A retrospective that produces feelings but no action items is just a shared complaint with extra steps. Teams stop taking retros seriously not because the format is wrong, but because they've sat through enough of them that ended with "good discussion, see you next sprint" and nothing actually changed.
Separate "what happened" from "what we do about it"
Most retros blur venting and problem-solving into one conversation, which means the loudest complaint gets the most airtime regardless of whether it's the most fixable one. Splitting the retro into two passes — first surface what happened, good and bad, without solving anything; then pick the highest-leverage one or two items and actually problem-solve them — keeps the session from being dominated by whoever's most frustrated that week.

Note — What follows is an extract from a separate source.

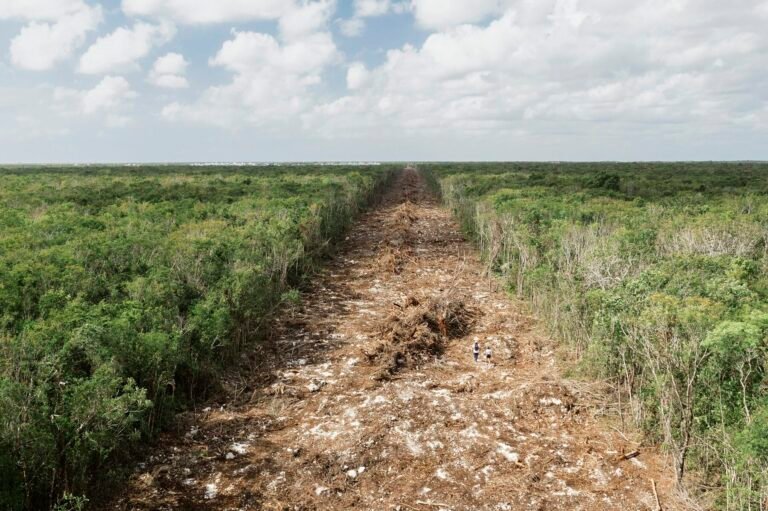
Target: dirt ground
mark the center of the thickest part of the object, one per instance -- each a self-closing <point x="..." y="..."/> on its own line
<point x="370" y="398"/>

Pick fewer items than feels satisfying
A retro that ends with eight action items produces zero of them, because eight is more than any team will actually track between sprints. Picking one or two — the ones that, if fixed, would have prevented the most pain — and committing to them is what makes the next retro feel different from this one, instead of generating the same list again.

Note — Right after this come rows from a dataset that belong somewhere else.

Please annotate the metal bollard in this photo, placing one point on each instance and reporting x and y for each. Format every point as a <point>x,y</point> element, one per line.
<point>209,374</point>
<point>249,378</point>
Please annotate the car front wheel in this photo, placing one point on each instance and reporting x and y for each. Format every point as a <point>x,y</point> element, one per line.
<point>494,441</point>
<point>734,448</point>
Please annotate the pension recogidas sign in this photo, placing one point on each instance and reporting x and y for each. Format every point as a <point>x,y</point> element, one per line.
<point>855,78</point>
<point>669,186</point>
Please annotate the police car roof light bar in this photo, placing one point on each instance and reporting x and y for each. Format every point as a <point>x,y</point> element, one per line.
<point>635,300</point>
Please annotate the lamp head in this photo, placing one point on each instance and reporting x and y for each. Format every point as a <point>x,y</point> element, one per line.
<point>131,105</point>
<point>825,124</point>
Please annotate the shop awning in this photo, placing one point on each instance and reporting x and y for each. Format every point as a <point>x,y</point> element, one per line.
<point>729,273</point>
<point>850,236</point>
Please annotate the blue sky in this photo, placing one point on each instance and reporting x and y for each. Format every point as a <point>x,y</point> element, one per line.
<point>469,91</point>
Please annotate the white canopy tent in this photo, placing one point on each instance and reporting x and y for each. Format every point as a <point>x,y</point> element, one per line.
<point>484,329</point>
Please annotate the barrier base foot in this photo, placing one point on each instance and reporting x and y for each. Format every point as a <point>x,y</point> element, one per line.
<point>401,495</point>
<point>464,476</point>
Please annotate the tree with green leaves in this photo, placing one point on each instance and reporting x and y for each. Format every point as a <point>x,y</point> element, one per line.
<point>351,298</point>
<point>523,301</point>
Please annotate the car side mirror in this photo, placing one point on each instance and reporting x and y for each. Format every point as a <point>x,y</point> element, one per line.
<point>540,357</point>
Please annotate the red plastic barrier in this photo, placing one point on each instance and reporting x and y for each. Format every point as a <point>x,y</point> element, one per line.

Assign an owner before the meeting ends
An action item with no owner is a wish, the same way an OKR with no roadmap is. "We should communicate better" isn't an action item; "Sara will propose an async update format by Friday" is. The gap between those two sentences is almost always why retro action items quietly disappear.
Check the previous retro's items before opening new ones
The fastest way to make a retro feel pointless is to never circle back to what was decided last time. Spending the first two minutes checking off — or explicitly dropping — last retro's commitments is what turns the retro from a recurring meeting into an actual improvement loop, because the team sees, concretely, that the last round changed something.